Thursday, September 04, 2008

Report: The International Survey of Institutional Digital Repositories

The company Research and Markets Ltd. has issued a reported entitled "The International Survey of Institutional Digital Repositories (cost EUR 96). The report description says:
The study presents data from 56 institutional digital repositories from eleven countries, including the USA, Canada, Australia, Germany, South Africa, India, Turkey and other countries. The 121-page study presents more than 200 tables of data and commentary and is based on data from higher education libraries and other institutions involved in institutional digital repository development.

In more than 300 tables and associated commentary the report describes norms and benchmarks for budgets, software use, manpower needs and deployment, financing, usage, marketing and other facets of the management of international digital repositories.

The report helps to answer questions such as: who contributes to the repositories and on what terms? Who uses the repositories? What do they contain and how fast are they growing, in terms of content and end use? What measures have repositories used to gain faculty and other researcher participation? How successful have these methods been? How has the repository been marketed and cataloged? What has been the financial impact? Data is broken out by size and type of institution for easier benchmarking.
The web site gives a table of contents and a short sample.
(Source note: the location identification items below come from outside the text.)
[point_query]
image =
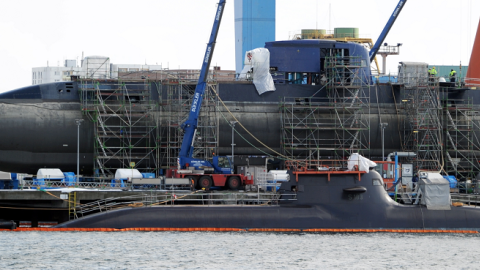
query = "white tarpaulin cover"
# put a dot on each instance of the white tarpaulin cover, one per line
(50, 174)
(259, 60)
(363, 163)
(127, 173)
(5, 176)
(435, 191)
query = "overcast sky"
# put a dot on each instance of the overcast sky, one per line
(174, 33)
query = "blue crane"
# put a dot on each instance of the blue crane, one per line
(190, 125)
(386, 29)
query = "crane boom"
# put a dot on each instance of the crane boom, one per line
(190, 126)
(386, 29)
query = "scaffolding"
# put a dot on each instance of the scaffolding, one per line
(176, 102)
(125, 124)
(422, 124)
(461, 141)
(333, 126)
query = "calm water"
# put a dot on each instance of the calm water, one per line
(236, 250)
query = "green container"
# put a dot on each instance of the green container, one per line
(346, 32)
(313, 33)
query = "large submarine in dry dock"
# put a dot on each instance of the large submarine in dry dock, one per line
(39, 128)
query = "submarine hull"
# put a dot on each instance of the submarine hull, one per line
(320, 203)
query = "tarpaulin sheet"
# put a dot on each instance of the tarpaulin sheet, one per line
(363, 163)
(435, 192)
(259, 60)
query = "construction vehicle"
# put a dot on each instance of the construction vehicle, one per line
(205, 174)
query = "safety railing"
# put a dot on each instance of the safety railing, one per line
(101, 185)
(173, 198)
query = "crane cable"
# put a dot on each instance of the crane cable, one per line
(249, 133)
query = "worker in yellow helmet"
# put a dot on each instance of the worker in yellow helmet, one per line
(453, 75)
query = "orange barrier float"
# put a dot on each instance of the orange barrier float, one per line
(238, 230)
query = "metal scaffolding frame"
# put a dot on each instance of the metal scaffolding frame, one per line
(423, 124)
(175, 109)
(125, 124)
(462, 145)
(334, 126)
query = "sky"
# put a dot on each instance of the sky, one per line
(174, 33)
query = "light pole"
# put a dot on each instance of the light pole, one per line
(233, 132)
(383, 126)
(78, 122)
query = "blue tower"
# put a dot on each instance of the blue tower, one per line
(254, 25)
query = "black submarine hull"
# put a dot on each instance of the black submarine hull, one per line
(320, 203)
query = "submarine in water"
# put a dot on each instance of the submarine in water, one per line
(317, 106)
(310, 201)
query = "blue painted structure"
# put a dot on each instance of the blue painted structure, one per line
(294, 58)
(185, 158)
(254, 25)
(12, 183)
(386, 29)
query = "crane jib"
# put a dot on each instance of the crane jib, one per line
(195, 102)
(398, 9)
(207, 55)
If you've never ordered a professional report before, you're first question will be "is it worth it?" Good question. EUR 96 ($
138) may not be a lot of money for some organizations. And it might be what some are willing to pay for specific pieces of data. Experience has taught me that if you are willing to pay the report's cost for a few key data points, then it's worth it. For example, are they specific pages in the table of contents that you view as being "must haves"? If the answer is "yes" and you can bear the cost, then do it. If you can't see any data that you need or the cost is too much, then don't order the report. It could be that the data is actually available elsewhere (sometimes that's true) or that you can use other -- more readily available data -- as a substitute.